La splendide soprano arménienne Lianna Haroutounian traduit d’abord toute l’ardeur amoureuse de Giorgetta, avec la vérité dramatique et l’opulence des moyens qui sont les siens. Elle campe ensuite une Angelica particulièrement juste et émouvante, toujours portée par un intense lyrisme. Acteur plein d’aisance, le baryton-basse hongrois Peter Kalman trouve dans Puccini un terrain fertile pour sa voix : Michele sonore, il incarne ensuite un Schicchi tout de verve et de persuasion.

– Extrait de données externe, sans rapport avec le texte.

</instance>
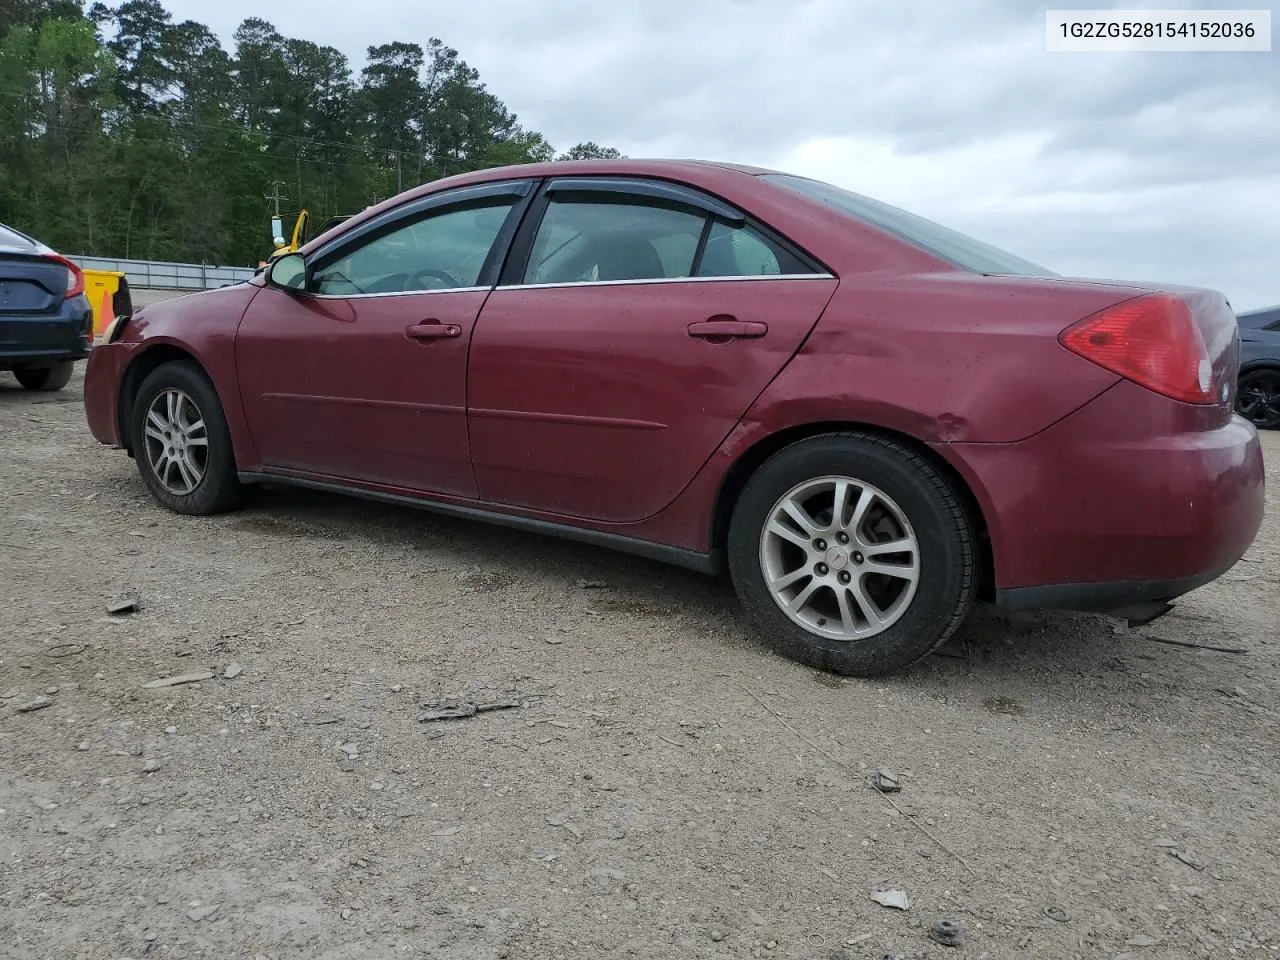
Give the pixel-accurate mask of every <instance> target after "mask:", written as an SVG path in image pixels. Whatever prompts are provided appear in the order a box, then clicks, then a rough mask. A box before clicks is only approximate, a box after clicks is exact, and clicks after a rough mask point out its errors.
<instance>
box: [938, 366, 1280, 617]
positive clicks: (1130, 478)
mask: <svg viewBox="0 0 1280 960" xmlns="http://www.w3.org/2000/svg"><path fill="white" fill-rule="evenodd" d="M937 449H938V452H940V453H943V456H947V457H948V460H951V462H952V463H955V465H956V467H957V468H959V470H960V471H961V472H963V474H964V475H965V476H966V479H969V480H970V483H972V485H973V488H974V490H975V493H977V494H978V499H979V502H980V504H982V507H983V513H984V517H986V520H987V526H988V531H989V534H991V541H992V558H993V562H995V576H996V599H997V602H998V603H1001V604H1004V605H1007V607H1018V608H1020V607H1059V608H1069V609H1085V611H1114V609H1120V608H1124V607H1129V605H1133V604H1140V603H1147V602H1158V600H1169V599H1172V598H1175V596H1179V595H1181V594H1184V593H1188V591H1189V590H1194V589H1196V588H1198V586H1202V585H1203V584H1207V582H1210V581H1211V580H1215V579H1217V577H1219V576H1221V575H1222V573H1224V572H1225V571H1228V570H1229V568H1230V567H1231V566H1233V564H1234V563H1235V562H1236V561H1238V559H1239V558H1240V557H1242V556H1243V554H1244V552H1245V550H1248V549H1249V547H1251V544H1252V543H1253V538H1254V536H1256V535H1257V532H1258V527H1260V526H1261V524H1262V512H1263V494H1265V488H1263V484H1265V481H1263V468H1262V449H1261V445H1260V444H1258V435H1257V431H1256V430H1254V429H1253V426H1252V425H1249V424H1248V422H1245V421H1244V420H1243V419H1240V417H1238V416H1228V415H1226V413H1225V412H1222V411H1220V410H1216V408H1206V407H1194V406H1190V404H1184V403H1178V402H1175V401H1169V399H1165V398H1161V397H1157V396H1156V394H1153V393H1151V392H1148V390H1144V389H1143V388H1140V387H1137V385H1134V384H1130V383H1128V381H1123V383H1120V384H1116V387H1114V388H1111V389H1110V390H1107V392H1106V393H1103V394H1102V396H1101V397H1098V398H1097V399H1096V401H1093V402H1092V403H1088V404H1085V406H1084V407H1083V408H1082V410H1079V411H1076V412H1075V413H1073V415H1071V416H1069V417H1066V419H1065V420H1062V421H1060V422H1059V424H1056V425H1055V426H1052V428H1050V429H1048V430H1044V431H1043V433H1041V434H1037V435H1036V436H1033V438H1030V439H1028V440H1023V442H1021V443H1014V444H938V445H937Z"/></svg>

Longtemps en troupe dans des emplois souvent secondaires à l’Opera Ballet Vlaanderen voisin, le ténor britannique Adam Smith aborde désormais des rôles de premier plan et prouve en Luigi qu’il possède bien l’éclat, la vaillance et la prestance d’un ténor de grande classe. Il ne séduit pas moins en Rinuccio, grâce à cette même fougue et un registre aigu radieux. Dans son triple emploi de L’Amante, Suor Genovieffa et Lauretta, la jeune soprano italienne Benedetta Torre confirme l’excellente impression qu’elle nous avait laissée à Martina Franca dans Il Matrimonio segreto il y a trois ans, avec sa voix pure et aérienne. De même pour sa compatriote Annunziata Vestri qui, dans son double emploi de Frugola et Suor Zelatrice, offre une composition percutante de ses deux personnages pourtant diamétralement opposés. De son côté, la mezzo étasunienne Raehann Bryce-Davis apporte, comme on pouvait s’y attendre, sa présence impérieuse et son timbre impérial à Zia Principessa. Enfin, la vétérane Elena Zilio campe tour à tour une Badessa austère, puis une Zita hystérique, tandis que les nombreux rôles de second plan sont tous bien tenus – parmi lesquels Roberto Covatta (Il Tinca, Gherardo), Giovanni Furlanetto (Il Talpa, Simone), Tineke van Ingelgem (La Maestra delle novizie, La Ciesca)…

Dernier des trois bonheurs de la soirée, la direction musicale d’Alain Altinoglu s'avère d’une efficacité exemplaire, en restituant les spécificités propres à chacun des trois volets : les eaux stagnantes de la Seine où s’exprime la violence expressionniste d’Il Tabarro ; l’ascèse du couvent dans Suor Angelica traduite par le recours à une écriture modale et à des timbres instrumentaux diaphanes ; la comédie macabre et sulfureuse de Gianni Schicchi avec son rythme resserré et inquiétant, et ses surprenantes dissonances.

Bref, quand le chant, le théâtre et la musique se fondent en un tout pour créer une soirée d’exception !

Emmanuel Andrieu

Il Trittico de Giacomo Puccini au Théâtre Royal de La Monnaie, jusqu’au 9 avril 2022.